Deux des héros de Mémoires Fauves sont des Orientaux. Michel Beaufort, Franco-Libanais descendant d'une illustre famille de Croisés, est le très atypique patron de la major du disque Philips. Plutôt que le showbiz, il préfère la littérature. Ce n'est pas sur son label, mais dans le même groupe Universal que Fauves est devenu une star planétaire. Un artiste engagé, mégalo, arrogant, mystique, qui se proclame « le porte-parole des animaux » et donne des concerts pharaoniques au stade de France.

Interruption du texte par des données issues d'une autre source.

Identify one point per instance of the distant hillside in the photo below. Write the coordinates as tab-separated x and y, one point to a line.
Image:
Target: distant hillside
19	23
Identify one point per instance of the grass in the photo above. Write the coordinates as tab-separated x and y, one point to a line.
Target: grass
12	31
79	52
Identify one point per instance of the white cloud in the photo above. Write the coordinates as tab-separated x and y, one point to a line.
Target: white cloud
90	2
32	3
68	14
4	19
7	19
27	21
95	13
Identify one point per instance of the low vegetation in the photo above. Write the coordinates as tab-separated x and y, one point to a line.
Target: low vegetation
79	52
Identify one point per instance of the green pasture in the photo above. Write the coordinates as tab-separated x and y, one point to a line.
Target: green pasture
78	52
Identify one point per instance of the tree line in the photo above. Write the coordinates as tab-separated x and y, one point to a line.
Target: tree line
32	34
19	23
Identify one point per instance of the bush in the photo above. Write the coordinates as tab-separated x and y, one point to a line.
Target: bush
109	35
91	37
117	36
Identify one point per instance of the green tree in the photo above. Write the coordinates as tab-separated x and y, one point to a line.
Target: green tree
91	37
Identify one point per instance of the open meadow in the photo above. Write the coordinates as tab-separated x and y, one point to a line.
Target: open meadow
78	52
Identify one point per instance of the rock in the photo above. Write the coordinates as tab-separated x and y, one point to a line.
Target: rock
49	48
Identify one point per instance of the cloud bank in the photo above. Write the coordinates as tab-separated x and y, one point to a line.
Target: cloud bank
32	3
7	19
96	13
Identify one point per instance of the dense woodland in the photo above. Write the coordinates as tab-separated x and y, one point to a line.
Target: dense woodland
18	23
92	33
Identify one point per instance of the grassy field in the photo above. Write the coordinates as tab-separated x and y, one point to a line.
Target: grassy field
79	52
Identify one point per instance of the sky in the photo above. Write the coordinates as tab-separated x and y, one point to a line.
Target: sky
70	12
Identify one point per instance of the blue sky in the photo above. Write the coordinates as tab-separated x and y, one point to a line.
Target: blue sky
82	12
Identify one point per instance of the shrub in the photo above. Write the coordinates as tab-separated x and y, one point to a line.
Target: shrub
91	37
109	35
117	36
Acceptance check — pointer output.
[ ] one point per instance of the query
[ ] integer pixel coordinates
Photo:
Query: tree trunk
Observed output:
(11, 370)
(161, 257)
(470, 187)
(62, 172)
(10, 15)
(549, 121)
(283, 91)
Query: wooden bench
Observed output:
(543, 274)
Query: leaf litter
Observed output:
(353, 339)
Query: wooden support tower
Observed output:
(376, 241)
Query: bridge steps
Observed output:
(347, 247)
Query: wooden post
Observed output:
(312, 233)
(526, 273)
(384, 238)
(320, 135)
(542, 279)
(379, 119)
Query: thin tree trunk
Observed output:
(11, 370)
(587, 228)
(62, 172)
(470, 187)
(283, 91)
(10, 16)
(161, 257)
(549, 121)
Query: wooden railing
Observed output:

A la ville, Fauves s'appelle Benjamin Tawal, né à Alexandrie puis envoyé à Beyrouth pour des raisons obscures. Lorsqu'ils de rencontrent, Benjamin appellera Michel « mon frère d'Orient ». Le déclic de produira grâce à Aurélie Montbron, grand reporter qui a sillonné tous les terrains de guerre de la planète (en particulier au Moyen-Orient) et qui est devenue, à ses risques et périls, une spécialiste de l'extrême droite européenne. Un certain Dedirk, fasciste notoire, l'a dans le collimateur.
Tout le monde croit que Fauves et Aurélie forment un de ces couples aussi improbables que magiques qui font le bonheur de la presse people. On s'apercevra en fait, grâce au journal -posthume- 2013-2014 de Fauves, que la vérité est plus compliquée que cela. Plus tragique aussi. Toujours est-il que l'artiste se sert du charme évident de son amie pour séduire Michel, avec qui il a décidé de travailler, en dépit d'une clause, interne à la major, de « non-débauchage » entre labels. L'affaire, un projet à base de cris d'animaux, échouera. Michel étant incapable de faire semblant d'aimer quelque chose pour des raisons strictement commerciales. En revanche, un lien fort et tourmenté va se créer entre les deux hommes. Avec Aurélie au centre de la relation.
Mémoires Fauves, narré à la façon d'un thriller, avec son lot de révélations finales, est un roman à plusieurs entrées. Une histoire d'amour où René Guitton bouscule sacrément le fameux concept de « triangle amoureux », femme-mari-amant. On n'en dira pas plus. Un livre dont les grands problèmes de l'époque constituent la toile de fond : guerres, terrorisme, fanatisme religieux... Une peinture du monde du disque, plutôt réaliste et loin des caricatures habituelles. Un roman psychologique sur les drames et les fêlures de chacun, lesquelles remontent toujours à l'enfance. Fauves, plus que bien d'autres, en fut victime, et l'on comprend enfin pourquoi il avait choisi ce nom. J-C. P.